Table 4: P- and U-Listed Chemotherapy Agents

i. Combination Hazardous Chemotherapy and Regulated Medical Wastes

The Oncology Nursing Society strongly discourages unhooking an IV set unless it has been designed to protect employees from exposure. When a chemotherapy waste that is both RMW and hazardous waste is generated, it must be managed by a limited number of vendors that are permitted to handle both waste streams (See the section above on Regulated Medical Waste for information on combination wastes).
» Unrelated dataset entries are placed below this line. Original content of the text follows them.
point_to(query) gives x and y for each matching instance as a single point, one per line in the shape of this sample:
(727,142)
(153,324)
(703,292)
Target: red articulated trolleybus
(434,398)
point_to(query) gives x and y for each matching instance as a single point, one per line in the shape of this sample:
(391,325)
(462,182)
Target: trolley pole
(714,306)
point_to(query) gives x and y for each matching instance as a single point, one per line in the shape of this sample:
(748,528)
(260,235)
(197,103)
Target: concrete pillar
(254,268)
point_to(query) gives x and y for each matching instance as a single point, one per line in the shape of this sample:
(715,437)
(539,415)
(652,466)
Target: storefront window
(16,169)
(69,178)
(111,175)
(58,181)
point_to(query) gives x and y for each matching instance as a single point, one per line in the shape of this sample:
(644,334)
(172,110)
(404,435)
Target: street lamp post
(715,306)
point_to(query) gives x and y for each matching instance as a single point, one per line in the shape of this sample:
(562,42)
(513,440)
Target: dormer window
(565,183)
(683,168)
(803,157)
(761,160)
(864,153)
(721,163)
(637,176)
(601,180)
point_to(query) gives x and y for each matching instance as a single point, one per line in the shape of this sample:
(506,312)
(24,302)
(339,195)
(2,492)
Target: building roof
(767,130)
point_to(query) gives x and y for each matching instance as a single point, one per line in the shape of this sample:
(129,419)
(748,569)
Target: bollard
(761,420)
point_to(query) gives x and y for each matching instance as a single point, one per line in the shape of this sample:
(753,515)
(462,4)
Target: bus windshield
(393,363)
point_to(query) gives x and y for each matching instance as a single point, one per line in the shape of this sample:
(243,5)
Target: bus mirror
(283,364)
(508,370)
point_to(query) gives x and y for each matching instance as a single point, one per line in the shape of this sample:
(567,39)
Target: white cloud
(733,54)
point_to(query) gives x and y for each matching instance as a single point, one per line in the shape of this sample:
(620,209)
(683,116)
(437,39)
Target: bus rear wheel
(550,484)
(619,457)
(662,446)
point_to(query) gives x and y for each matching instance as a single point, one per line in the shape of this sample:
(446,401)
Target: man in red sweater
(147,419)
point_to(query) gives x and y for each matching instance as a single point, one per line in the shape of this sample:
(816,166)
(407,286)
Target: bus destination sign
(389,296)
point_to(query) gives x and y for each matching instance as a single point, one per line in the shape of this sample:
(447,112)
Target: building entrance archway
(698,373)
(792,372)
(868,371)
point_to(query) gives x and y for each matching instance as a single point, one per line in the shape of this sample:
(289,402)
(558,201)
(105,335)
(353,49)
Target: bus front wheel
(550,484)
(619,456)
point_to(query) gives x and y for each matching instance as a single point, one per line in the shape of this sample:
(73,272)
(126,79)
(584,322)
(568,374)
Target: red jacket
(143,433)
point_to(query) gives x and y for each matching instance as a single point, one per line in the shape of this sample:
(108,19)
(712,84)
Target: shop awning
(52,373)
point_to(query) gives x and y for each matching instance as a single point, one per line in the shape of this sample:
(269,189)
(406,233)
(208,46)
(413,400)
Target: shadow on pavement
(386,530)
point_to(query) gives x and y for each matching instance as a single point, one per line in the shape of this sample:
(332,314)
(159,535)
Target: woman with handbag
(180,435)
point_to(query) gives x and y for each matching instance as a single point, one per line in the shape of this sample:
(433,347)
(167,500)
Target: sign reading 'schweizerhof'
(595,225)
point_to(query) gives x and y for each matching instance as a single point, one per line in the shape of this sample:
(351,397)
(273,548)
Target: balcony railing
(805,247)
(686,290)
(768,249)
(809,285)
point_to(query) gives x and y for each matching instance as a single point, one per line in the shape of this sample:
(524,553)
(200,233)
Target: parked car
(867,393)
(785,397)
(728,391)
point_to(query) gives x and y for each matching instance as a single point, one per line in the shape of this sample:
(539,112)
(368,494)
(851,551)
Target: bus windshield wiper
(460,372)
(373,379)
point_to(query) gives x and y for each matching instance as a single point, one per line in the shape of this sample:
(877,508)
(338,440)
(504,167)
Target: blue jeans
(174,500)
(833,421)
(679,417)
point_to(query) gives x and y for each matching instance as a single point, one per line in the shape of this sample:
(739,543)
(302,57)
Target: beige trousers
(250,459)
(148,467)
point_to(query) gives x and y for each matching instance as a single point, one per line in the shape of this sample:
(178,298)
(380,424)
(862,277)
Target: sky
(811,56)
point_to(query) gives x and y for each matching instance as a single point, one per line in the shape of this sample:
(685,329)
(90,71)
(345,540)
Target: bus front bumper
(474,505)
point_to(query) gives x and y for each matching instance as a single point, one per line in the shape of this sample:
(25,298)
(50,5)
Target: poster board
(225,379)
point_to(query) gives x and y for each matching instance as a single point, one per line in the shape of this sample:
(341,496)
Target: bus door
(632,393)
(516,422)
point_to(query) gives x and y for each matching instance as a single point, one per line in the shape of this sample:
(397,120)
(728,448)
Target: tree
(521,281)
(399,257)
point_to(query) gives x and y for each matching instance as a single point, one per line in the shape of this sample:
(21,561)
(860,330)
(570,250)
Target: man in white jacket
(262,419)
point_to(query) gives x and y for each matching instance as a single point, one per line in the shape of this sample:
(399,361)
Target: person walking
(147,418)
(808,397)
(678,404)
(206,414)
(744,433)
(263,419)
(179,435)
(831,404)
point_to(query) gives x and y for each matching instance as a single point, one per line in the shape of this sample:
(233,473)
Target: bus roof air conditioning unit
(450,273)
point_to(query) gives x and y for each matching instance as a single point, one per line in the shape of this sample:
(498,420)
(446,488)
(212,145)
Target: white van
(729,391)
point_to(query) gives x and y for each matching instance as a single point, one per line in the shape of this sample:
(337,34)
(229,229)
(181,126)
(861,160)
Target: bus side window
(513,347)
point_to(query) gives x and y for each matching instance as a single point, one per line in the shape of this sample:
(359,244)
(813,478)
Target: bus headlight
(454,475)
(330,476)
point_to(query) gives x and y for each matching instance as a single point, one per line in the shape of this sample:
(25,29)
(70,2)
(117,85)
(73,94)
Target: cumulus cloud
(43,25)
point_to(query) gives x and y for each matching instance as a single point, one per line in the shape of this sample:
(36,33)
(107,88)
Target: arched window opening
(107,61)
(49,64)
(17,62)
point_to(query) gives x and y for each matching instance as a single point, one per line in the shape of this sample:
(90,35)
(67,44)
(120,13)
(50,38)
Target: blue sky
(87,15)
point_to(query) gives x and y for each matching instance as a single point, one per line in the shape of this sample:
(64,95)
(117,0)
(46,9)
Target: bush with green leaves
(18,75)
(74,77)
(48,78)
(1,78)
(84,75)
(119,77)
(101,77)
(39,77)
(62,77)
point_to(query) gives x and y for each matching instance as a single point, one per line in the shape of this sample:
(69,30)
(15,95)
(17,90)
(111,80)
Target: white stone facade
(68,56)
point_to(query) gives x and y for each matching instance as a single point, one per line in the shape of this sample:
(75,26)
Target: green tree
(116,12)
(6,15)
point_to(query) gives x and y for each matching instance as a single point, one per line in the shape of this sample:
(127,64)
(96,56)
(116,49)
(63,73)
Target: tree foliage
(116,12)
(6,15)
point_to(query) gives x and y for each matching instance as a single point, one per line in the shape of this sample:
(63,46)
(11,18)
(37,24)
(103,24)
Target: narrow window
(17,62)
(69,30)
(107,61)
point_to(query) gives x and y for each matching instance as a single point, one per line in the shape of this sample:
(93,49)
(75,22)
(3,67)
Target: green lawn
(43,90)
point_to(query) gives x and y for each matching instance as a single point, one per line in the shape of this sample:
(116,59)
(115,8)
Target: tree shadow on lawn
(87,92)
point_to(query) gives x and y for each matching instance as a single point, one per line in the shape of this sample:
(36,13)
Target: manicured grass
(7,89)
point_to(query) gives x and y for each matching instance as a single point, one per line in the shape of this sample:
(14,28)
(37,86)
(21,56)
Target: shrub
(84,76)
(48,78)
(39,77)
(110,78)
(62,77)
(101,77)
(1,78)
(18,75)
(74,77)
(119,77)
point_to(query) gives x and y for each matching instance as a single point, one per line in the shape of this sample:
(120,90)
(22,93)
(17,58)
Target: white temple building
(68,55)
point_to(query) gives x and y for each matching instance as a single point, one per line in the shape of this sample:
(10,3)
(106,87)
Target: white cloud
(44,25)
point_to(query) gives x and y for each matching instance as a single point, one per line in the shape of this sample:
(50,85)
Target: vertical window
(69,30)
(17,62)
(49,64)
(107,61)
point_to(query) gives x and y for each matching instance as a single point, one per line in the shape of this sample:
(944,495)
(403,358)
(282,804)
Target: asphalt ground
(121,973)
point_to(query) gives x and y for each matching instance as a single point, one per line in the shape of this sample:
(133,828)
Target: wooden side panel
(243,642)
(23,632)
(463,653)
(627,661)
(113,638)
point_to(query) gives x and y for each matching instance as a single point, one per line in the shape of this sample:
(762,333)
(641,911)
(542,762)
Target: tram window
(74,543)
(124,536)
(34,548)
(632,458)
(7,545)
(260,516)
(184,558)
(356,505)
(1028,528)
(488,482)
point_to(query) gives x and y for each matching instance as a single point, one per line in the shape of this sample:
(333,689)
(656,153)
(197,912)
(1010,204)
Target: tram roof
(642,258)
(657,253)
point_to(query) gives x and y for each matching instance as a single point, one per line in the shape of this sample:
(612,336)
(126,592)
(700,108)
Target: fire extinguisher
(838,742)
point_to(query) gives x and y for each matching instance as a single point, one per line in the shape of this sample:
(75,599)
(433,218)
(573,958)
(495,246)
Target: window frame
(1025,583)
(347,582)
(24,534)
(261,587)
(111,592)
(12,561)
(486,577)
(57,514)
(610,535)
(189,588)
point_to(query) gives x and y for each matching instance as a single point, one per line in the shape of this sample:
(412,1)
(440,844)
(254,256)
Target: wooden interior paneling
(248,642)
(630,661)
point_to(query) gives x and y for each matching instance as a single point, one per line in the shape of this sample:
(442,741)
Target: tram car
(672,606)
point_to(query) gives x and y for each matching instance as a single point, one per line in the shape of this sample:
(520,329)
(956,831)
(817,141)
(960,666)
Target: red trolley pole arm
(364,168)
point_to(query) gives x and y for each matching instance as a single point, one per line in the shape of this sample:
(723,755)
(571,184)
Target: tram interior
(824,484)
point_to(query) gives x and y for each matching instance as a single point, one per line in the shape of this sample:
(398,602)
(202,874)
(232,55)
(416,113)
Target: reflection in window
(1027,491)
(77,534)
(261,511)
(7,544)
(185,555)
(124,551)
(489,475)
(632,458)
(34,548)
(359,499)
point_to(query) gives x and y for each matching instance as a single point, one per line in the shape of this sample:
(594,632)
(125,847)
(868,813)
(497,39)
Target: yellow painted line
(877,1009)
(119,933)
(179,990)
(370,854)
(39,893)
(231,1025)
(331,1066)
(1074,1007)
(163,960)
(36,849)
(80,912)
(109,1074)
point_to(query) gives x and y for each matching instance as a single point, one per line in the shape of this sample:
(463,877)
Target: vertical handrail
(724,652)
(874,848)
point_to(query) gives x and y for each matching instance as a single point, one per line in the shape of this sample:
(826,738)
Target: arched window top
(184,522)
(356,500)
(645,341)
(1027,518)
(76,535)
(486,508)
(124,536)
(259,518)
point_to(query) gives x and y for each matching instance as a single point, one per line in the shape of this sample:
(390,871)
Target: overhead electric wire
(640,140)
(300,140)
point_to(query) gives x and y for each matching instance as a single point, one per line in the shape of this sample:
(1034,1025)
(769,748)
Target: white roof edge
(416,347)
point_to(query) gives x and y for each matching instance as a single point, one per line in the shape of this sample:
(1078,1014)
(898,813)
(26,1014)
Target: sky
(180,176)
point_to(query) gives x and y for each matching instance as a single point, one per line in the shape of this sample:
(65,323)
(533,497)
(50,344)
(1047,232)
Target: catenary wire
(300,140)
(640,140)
ii. Spill and Decontamination Materials

Any materials used to clean up a hazardous waste spill, such as the contents of a used chemotherapy spill kit, must be managed as hazardous waste. This material cannot be discarded in a trace chemotherapy waste container. If overt contamination of the Biological Safety Cabinet or glove box surfaces is known or suspected, all cleaning materials should be discarded as hazardous waste. It is always permissible to manage a waste up to the next hazard class. When making this decision, you should use good judgment based on how often the Biological Safety Cabinet or glove box is used and decontaminated. Unless a closed transfer system such as PhaSeal is being utilized, it is safe to assume that some chemotherapy contamination occurs with each transfer.